Aktualna sytuacja polskiego zespołu nie jest godna pozazdroszczenia. Raków ma teraz przed sobą 2 spotkania, w których zmierzy się ze Sportingiem. Analitycy zakładów bukmacherskich, a także eksperci wskazują, że Polska drużyna nie będzie tutaj faworytem i nawet jeden wywalczony punkt w tych 2 meczach byłby sporym sukcesem.
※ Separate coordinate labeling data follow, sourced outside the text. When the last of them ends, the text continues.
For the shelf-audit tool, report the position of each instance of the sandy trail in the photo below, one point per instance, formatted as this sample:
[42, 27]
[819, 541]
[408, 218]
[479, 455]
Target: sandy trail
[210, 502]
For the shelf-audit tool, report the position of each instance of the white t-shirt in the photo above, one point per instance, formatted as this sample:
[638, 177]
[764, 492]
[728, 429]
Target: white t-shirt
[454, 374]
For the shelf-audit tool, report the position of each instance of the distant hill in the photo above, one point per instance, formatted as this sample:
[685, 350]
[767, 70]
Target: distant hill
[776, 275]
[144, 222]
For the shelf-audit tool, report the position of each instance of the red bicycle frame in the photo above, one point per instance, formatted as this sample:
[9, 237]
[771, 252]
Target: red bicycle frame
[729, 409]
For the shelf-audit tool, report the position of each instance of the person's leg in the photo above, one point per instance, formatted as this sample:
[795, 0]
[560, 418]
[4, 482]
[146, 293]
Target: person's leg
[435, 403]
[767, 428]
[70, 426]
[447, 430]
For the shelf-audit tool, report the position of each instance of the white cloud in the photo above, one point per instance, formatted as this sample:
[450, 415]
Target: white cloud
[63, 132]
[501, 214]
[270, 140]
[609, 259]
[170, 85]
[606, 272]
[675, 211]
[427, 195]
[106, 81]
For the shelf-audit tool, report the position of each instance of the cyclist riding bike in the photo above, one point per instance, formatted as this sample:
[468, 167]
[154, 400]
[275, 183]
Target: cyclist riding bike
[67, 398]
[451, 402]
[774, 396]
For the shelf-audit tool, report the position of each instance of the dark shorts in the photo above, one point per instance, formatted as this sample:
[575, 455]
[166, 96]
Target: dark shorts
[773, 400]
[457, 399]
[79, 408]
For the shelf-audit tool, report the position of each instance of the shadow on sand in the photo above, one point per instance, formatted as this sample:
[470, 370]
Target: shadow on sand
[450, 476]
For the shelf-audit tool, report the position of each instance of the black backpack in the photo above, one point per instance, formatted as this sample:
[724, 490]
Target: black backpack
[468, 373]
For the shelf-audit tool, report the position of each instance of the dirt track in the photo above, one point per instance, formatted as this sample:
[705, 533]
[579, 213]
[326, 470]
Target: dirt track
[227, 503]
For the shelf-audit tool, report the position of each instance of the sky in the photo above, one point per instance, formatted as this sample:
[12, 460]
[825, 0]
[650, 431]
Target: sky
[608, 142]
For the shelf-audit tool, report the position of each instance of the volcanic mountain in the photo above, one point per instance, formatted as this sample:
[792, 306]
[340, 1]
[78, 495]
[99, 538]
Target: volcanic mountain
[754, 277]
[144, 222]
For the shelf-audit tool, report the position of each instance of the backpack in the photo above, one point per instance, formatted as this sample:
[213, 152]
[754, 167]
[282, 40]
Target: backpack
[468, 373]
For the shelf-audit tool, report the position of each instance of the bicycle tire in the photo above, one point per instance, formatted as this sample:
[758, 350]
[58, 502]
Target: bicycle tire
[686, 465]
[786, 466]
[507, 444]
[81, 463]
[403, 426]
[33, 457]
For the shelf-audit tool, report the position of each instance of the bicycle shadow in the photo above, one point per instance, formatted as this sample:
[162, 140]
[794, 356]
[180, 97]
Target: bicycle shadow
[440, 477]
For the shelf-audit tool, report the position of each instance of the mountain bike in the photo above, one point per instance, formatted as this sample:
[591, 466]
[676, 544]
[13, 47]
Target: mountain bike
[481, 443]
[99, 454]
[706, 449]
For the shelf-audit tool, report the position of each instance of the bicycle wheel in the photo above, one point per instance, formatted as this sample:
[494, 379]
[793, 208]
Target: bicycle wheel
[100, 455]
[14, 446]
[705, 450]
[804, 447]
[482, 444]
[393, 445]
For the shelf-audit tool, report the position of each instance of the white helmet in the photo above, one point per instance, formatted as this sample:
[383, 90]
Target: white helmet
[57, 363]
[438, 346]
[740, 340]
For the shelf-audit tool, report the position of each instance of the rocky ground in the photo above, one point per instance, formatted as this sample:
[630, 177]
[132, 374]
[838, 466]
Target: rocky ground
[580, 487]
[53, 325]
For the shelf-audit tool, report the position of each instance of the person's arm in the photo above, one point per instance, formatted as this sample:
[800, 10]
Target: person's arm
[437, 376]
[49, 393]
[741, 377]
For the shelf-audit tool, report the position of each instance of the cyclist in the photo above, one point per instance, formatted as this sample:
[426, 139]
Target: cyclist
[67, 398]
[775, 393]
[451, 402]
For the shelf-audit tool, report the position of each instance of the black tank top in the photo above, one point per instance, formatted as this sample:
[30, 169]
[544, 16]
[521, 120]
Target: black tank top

W przypadku 2 kolejnych porażek sytuacja rakowa nawet pod kątem walki o trzecią pozycję w tej grupie może się bardzo mocno skomplikować. Wiele też będzie zależeć od tego, jakie rezultaty padną w bezpośrednich potyczkach pomiędzy Atalantą Bergamo, a Sturmem Graz.
Statystyki – Raków Częstochowa:
- Raków Częstochowa wygrał ostatnie spotkanie z Legią Warszawa.
- Raków Częstochowa do tej pory wywalczył 22 punkty po 10 meczach.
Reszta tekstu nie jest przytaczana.